Hello,
We are developing an embedded system using i.MX8QM. This custom board uses a co-processor which is connected through PCIe. Also, we are using DMA subsystem to write and read data into PCIe bus. The following block diagram describes the brief data flow diagram.
The issue is that the execution for dma_map_sg()/dma_unmap_sg() takes a considerable time compared to the actual DMA operation(dma_async_issue_pending()) so that the total performance(BW) is poorer than we expect.
We are struggling with this issue with no luck so far. Any suggestion, guide, or checkpoint on this issue? Please don't hesitate if one need more information like source code or concrete HW block.
Thank you in advance!
Hello @Ethan42,
Following is our System engineer's suggestion.

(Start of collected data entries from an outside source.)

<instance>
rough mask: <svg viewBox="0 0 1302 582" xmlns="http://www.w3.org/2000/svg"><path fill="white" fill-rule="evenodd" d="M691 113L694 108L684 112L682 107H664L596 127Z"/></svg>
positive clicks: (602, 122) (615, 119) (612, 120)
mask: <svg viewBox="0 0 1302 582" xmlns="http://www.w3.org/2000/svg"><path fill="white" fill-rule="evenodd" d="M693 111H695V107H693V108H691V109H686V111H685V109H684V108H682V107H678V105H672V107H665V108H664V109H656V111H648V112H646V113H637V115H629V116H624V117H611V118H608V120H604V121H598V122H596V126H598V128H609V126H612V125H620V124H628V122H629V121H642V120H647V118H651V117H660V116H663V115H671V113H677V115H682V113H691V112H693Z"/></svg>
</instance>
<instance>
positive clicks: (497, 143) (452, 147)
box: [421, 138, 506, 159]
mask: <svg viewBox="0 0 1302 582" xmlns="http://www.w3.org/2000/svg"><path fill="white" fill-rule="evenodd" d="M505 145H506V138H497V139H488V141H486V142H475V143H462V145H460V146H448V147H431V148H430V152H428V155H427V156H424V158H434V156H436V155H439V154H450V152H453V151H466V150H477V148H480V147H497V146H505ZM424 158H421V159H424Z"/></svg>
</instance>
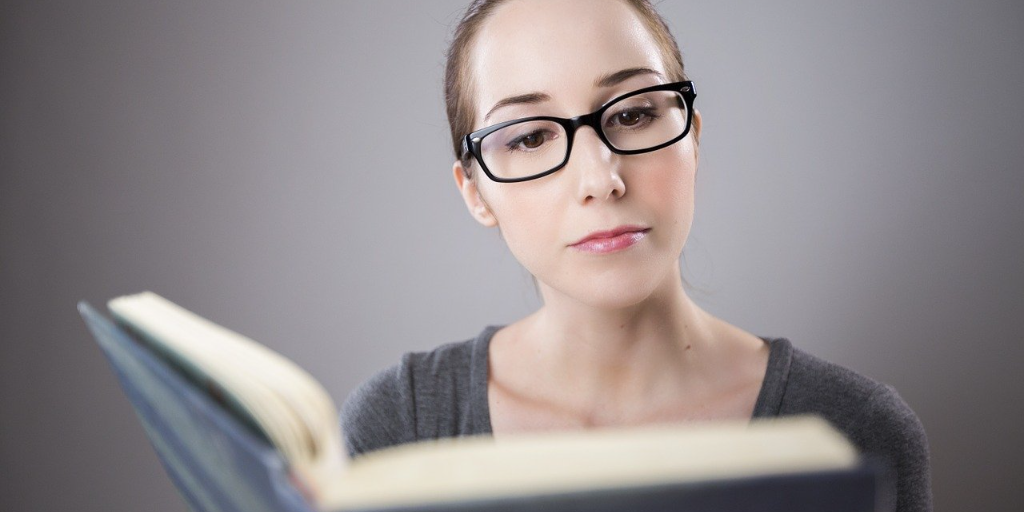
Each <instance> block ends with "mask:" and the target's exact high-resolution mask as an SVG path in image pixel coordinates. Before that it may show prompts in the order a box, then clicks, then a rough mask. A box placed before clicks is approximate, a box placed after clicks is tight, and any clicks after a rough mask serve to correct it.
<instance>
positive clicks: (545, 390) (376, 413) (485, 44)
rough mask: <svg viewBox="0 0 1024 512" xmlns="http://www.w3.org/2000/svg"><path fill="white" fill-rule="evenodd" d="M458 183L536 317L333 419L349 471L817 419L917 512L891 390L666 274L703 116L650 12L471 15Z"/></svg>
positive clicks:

I think the dma_map_sg() performance can be impacted by CMA, for CMA based kernel, when the DMA memory is not used, it can be used by other applications in the system, and when PCIE starts to us DMA memory, the kernel will swap these memory out of CMA, it will cost time.
We have a reference patch to reserve DMA memory from CMA, customer can try it, it is based on 4.14.98 kernel, customer can port it to 5.x kernel.
https://community.nxp.com/t5/i-MX-Processors-Knowledge-Base/How-to-get-rid-of-CMA/ta-p/1123287
Would you have a check and try this suggestion?